Real-time disclosure of the credit ratings on debt in the $3.7 trillion U.S. municipal bond market will be available in coming months, the board that collects market data said on Monday.

But the ratings will initially come from only one agency.

We expect that will launch before the end of this year and will be a great furtherance of our mission to provide critical information to investors, Municipal Securities Rulemaking Chairman Alan Polsky said in a call with reporters.

Along with writing the rules for the market, the board collects and posts disclosures and trading information for free on its website known as EMMA.

A little more than a year ago, the board announced that it would also make credit rating agencies' assessments available on the site.

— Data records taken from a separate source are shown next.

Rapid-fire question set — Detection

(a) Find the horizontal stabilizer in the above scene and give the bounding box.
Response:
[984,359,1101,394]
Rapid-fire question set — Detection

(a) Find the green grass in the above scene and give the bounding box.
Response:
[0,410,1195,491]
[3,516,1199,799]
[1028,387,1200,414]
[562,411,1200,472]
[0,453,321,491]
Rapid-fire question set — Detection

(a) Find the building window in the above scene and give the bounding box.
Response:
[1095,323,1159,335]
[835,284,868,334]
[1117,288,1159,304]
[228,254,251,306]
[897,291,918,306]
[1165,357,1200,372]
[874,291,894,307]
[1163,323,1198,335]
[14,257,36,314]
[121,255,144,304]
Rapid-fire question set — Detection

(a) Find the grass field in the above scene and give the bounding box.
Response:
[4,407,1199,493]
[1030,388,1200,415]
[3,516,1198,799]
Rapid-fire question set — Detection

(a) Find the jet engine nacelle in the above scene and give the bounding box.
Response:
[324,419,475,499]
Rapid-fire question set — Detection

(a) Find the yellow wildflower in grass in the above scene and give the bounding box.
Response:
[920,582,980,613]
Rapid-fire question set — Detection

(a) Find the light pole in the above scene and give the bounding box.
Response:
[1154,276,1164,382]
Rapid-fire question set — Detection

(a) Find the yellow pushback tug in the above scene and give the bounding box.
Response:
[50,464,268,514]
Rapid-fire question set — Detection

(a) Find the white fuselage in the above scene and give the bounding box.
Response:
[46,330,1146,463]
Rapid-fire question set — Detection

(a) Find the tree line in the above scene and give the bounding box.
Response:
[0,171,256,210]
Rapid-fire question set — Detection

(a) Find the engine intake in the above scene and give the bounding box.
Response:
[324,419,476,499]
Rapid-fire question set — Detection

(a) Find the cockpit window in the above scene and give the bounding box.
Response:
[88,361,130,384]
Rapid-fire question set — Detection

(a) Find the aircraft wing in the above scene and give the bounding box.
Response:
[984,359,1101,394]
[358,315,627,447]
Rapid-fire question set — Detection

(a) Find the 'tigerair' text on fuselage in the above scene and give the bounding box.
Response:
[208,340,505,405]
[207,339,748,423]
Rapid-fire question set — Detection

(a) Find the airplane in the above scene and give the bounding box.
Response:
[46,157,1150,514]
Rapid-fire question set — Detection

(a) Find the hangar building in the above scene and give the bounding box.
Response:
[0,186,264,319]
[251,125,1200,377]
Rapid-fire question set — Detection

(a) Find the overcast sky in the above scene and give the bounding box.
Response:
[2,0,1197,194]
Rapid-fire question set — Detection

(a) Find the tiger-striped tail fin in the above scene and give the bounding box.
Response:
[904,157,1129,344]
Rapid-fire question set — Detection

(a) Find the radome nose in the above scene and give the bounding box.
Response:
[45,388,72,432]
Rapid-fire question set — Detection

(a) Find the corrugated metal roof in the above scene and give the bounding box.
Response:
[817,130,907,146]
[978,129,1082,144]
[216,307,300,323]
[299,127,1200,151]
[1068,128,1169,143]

At the time, it had hoped for all three rating agencies, or Nationally Recognized Statistical Rating Organizations, to participate. But only one, Fitch Ratings, has confirmed involvement.

We will launch with one rating agency, possibly two, and we have received inquiries from actually other NRSROs, MSRB Executive Director Lynnette Kelly Hotchkiss told the call. They'll go into the normal development cycle, so it'll be a year or another amount of time before the second phase of that projects gets launched.

There are two other major rating agencies beside Fitch -- Standard & Poor's Ratings Services and Moody's Investors Service.

NEXT: DEFINING 'ADVISER'

The board's technology staff has labored all year to devise the best method for posting ratings immediately, Polsky said.

The ratings need to be updated, available, accurate, real-time, he said. There's a fair amount of testing that goes on to make certain that that process has the integrity, has what we need in order to be of the best use to investors.

The board, made up of bankers, broker-dealers, advisers and issuers, has become a more centralized force in the municipal bond market. It is seeking to post large amounts of information about the debt that cities, counties, states and authorities use to finance their capital works as the federal government expands its responsibilities.

The financial reform law passed last summer, known as Dodd-Frank for its congressional authors, put municipal advisers under the board's realm of rulemaking. Since then, the market has wrestled with exactly who can be considered an adviser. The Securities and Exchange Commission, which enforces the rules the board writes, is formulating a definition.

Specifically, because of the market expertise of the MSRB board, we're putting together a list of traditional activities of municipal advisers and we'll be sending that to the SEC early this week, Hotchkiss said. The thinking is that that will help the SEC as they look at professionals in this market and whether or not they are providing what are traditional municipal adviser activities.